As Laurel walks, or rather wanders, she notices nothing short of several things about some of the people that she sees milling about the crowded hallways. A girl walks by her, one she's seen before from a distance, with an elegance that even rapid fire modes wouldn't be able to accurately capture. For a moment, she wishes that she had a video camera, but soon the girl has apparently disappeared into the library. She then escapes the mind, being out of sight, if only because the young woman with the camera around her neck, hanging like the designer accessories other girls might wear, is distracted by the colorful variety of people in this school. She's accustomed to eclectically populated schools, of course, but likes to take the time to appreciate the variation present in each of those schools which she has attended. It helps to keep them from blurring together until she can't remember who went to which school, and what happened where. Sometimes, the young woman will see a person walking by and swear that they attended her elementary school, even though her elementary schools were, for the most part, overseas. At some point or another, Laurel finally realizes that she has let people-watching get her original goal out of her mind, and that she is going in the completely wrong direction. Thus, she retraces her steps towards the front of the school, passing by a blonde boy whom she actually has photographs of in her camera. Honestly, it is probably creepy, though she had no intention for it to be. But she saw him lying in the grass cloud-gazing, and it was simply instinctive to take a picture of the scene, if only because his expression was so innocently serene: as though someone had taken the expression of a sleepy child and grafted it onto a teenaged body.
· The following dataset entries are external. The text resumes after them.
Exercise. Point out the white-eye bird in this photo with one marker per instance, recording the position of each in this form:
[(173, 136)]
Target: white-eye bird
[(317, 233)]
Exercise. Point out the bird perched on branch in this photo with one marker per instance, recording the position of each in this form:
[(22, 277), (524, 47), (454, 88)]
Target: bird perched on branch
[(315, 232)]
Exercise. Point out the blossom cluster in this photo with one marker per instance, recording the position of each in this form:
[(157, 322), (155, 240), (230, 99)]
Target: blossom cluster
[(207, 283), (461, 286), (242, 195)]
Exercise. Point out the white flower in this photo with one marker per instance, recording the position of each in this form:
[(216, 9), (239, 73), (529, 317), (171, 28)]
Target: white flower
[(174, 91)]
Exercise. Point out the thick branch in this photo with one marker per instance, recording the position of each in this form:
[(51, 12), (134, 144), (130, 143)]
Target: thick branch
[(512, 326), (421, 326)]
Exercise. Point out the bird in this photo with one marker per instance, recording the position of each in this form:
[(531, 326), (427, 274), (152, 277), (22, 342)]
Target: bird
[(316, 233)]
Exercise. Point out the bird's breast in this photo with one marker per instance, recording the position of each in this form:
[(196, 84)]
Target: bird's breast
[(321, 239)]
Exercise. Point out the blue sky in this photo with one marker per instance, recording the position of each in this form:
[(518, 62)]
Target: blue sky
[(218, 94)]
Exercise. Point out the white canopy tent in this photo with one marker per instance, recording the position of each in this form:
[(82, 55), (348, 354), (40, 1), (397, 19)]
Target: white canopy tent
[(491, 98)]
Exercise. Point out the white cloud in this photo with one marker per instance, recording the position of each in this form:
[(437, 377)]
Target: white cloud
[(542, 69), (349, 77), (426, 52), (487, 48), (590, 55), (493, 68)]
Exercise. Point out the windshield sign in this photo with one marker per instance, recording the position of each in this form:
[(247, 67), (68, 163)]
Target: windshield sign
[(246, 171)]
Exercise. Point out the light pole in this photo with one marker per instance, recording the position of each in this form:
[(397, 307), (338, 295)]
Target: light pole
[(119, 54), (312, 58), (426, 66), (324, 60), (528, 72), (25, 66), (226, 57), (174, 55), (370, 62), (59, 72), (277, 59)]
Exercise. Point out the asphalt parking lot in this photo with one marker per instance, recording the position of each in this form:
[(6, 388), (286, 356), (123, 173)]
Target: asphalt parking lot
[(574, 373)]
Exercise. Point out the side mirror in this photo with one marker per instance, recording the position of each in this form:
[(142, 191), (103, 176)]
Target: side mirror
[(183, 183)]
She also notices as a good portion of the student body, or rather those who are either beautiful or expensively clothed, suddenly take out their phones and check them. Getting a message from the mothership? a little voice in the back of Laurel's mind asks. Still, she has played the part of jocks and preps before, though swimming had only been enough to keep her on the bottom rungs of little ladder within a ladder that is those at the top of the food chain. But not this time, she has promised herself. This time she won't just be the person who kind of fits in with a clique, but doesn't really know anyone. That's what Laurel tells herself, anyway, but that is the easier part of the task. Actually breaking the habit of anonymity is what can be slightly tasking. It might be easier now, at least easier than it might have been in middle school and the earlier years of high school, because she has finally grown into her limbs, which were once awkwardly long, like a baby giraffe. Still, it's several years too early for her to make any claim at elegance, as far as she herself is concerned.
An Indian girl seems to be trying not to stare at a young man with blond hair that leans against his locker and looks the picture of a skater or surfer sort. Laurel manages to recall the first time she ever rode a skateboard, resulting in a down-to-the-bone skinned knee and a trip to the hospital. Regardless of the pain associated with it, or perhaps because it has been so many years that she can fancy it didn't hurt nearly as much as it did, the memory is a fond one. Laurel is fond of all memories, regardless of their content, because she is a nostalgic sort of person, and likes to remember her past with as much clarity as possible. When she was younger, she read somewhere that one can develop a photographic memory by dwelling on the past too much. While she doesn't believe that, and has no desire to develop photographic memory, if it existed she might have it now. Of course, half of her remains focused on the present, evenly splitting her mind and leaving not even a crumb for thoughts towards the future. It would just have to wait.
She is startled out of her nostalgia by a loud and distinct voice, the sort that carries but has little weight, greeting an individual at a volume typically reserved for those who are addressing large crowds or injured, and crying for help. Another guy shows up, probably saying something before punching the blond one in the arm lightly. Apparently done watching them, or perhaps having once again realized that she does need to find her class in some vain attempt to beat the rush, Laurel looks away from the trio and spots another number, though it has a letter attached to it. They are near administration, or maybe that is just a utility closet. The labeling systems tend to vary, she's found, and Laurel doesn't want to chance walking into a utility closet and, by some miraculous stroke of poor fortune, finding herself locked in. It would be better to ask a student, perhaps, but she can't really identify properly who would be an ideal candidate for this. The trio seems occupied, the graceful girl is long gone, and the cloud-watcher is equally not here. Without a better alternative, she snaps a photograph of the scene before her. The trio, all angled slightly so that it is natural for them to look at the blond young man checking his phone. It looks a bit like one of those anti-bullying photos, except that neither party really seems to care. "Right. Enough of that, then," Laurel murmurs under her breath, words lost in the crowd before the makes the executive decision to take a right and hope that it is the right way to go, no horribly bad pun intended. She still has the camera in her hand, of course, but it is such a typical feeling that she hardly notices it there. With this, Laurel simply begins walking.